At least 18 widely-used JavaScript code packages, collectively downloaded over two billion times per week, were briefly compromised after a developer was phished. The phishing email tricked the maintainer into submitting a one-time two-factor authentication token on a fake NPM login page, giving attackers access to his account. The malicious code was narrowly focused on intercepting cryptocurrency transactions, redirecting funds to attacker-controlled wallets without visible signs to users. Security experts warn that a similar attack with a more harmful payload could easily trigger a large-scale malware outbreak.

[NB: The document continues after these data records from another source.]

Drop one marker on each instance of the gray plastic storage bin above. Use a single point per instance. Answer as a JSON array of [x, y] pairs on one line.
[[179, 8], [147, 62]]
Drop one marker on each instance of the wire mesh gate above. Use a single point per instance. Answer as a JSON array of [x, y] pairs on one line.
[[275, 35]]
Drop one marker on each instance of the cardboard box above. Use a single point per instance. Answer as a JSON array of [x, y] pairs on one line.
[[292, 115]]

Bridgestone, the world’s largest tire manufacturer, confirmed it is investigating a cyberattack that has disrupted operations at some of its North American facilities. The company reported that its rapid response helped contain the incident early, preventing customer data theft or deep network infiltration. Initial reports identified disruptions at Bridgestone Americas (BSA) facilities in Aiken County, South Carolina, and Joliette, Quebec, sparking concerns about potential supply chain impacts.

Cloudflare has successfully defended against the largest distributed denial-of-service (DDoS) attack ever recorded, a 35-second flood that peaked at 11.5 terabits per second.

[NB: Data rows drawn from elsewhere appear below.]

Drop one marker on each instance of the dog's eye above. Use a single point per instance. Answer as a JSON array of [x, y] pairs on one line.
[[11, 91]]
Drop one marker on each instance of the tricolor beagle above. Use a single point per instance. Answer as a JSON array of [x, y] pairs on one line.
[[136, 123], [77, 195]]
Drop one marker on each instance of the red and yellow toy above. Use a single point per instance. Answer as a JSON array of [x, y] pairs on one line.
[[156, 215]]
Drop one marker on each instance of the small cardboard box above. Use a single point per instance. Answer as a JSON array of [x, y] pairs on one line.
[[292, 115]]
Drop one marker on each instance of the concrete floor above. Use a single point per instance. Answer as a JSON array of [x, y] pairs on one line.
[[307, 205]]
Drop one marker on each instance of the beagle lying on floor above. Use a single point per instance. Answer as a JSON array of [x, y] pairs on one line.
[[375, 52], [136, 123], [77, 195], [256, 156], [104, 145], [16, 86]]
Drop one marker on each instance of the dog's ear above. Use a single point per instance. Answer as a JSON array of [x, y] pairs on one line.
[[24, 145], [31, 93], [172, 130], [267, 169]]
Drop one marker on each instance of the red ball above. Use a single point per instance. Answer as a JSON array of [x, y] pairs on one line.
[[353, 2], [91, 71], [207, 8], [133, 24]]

Hackers have exploited a vulnerability in the Salesloft Drift application to steal OAuth tokens and access Salesforce data, leading to the exposure of sensitive customer information across several major companies.

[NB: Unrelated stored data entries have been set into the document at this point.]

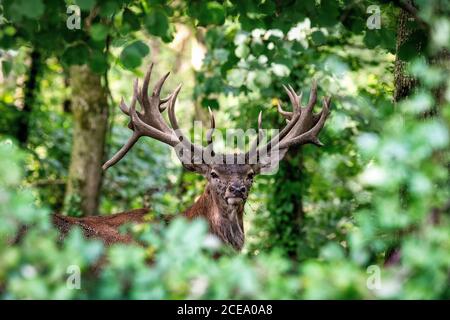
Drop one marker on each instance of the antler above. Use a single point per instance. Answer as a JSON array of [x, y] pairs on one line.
[[303, 125], [150, 122]]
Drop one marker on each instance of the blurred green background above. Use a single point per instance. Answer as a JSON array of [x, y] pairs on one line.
[[364, 217]]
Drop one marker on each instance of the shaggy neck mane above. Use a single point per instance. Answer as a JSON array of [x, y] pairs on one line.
[[225, 221]]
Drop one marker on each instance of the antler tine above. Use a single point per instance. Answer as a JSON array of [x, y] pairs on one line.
[[312, 96], [209, 135], [286, 114], [150, 121], [311, 136], [252, 152], [213, 126], [124, 107], [174, 123], [159, 84]]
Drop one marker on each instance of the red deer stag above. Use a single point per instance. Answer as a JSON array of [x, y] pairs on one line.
[[229, 180]]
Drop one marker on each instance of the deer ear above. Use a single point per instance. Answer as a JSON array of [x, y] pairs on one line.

TransUnion has reported a new security breach to law enforcement, stating that hackers gained access through a third-party application used to store customer data for its U.S. consumer support operations.

A new report from AI startup Anthropic warns that cybercriminals are weaponizing AI assistants in increasingly sophisticated ways. In one case, attackers used Anthropic’s own coding tool, Claude Code, to carry out nearly every stage of a large-scale data extortion campaign targeting at least 17 organizations across multiple industries.

Mobile security firm Zimperium has issued an alert about a dangerous evolution in mobile malware. Its zLabs research team discovered a new variant of the Hook banking trojan, dubbed Hook Version 3, which goes far beyond stealing banking credentials. The malware now combines features of ransomware, spyware, and traditional bank-hacking tools, giving attackers sweeping control over infected Android devices.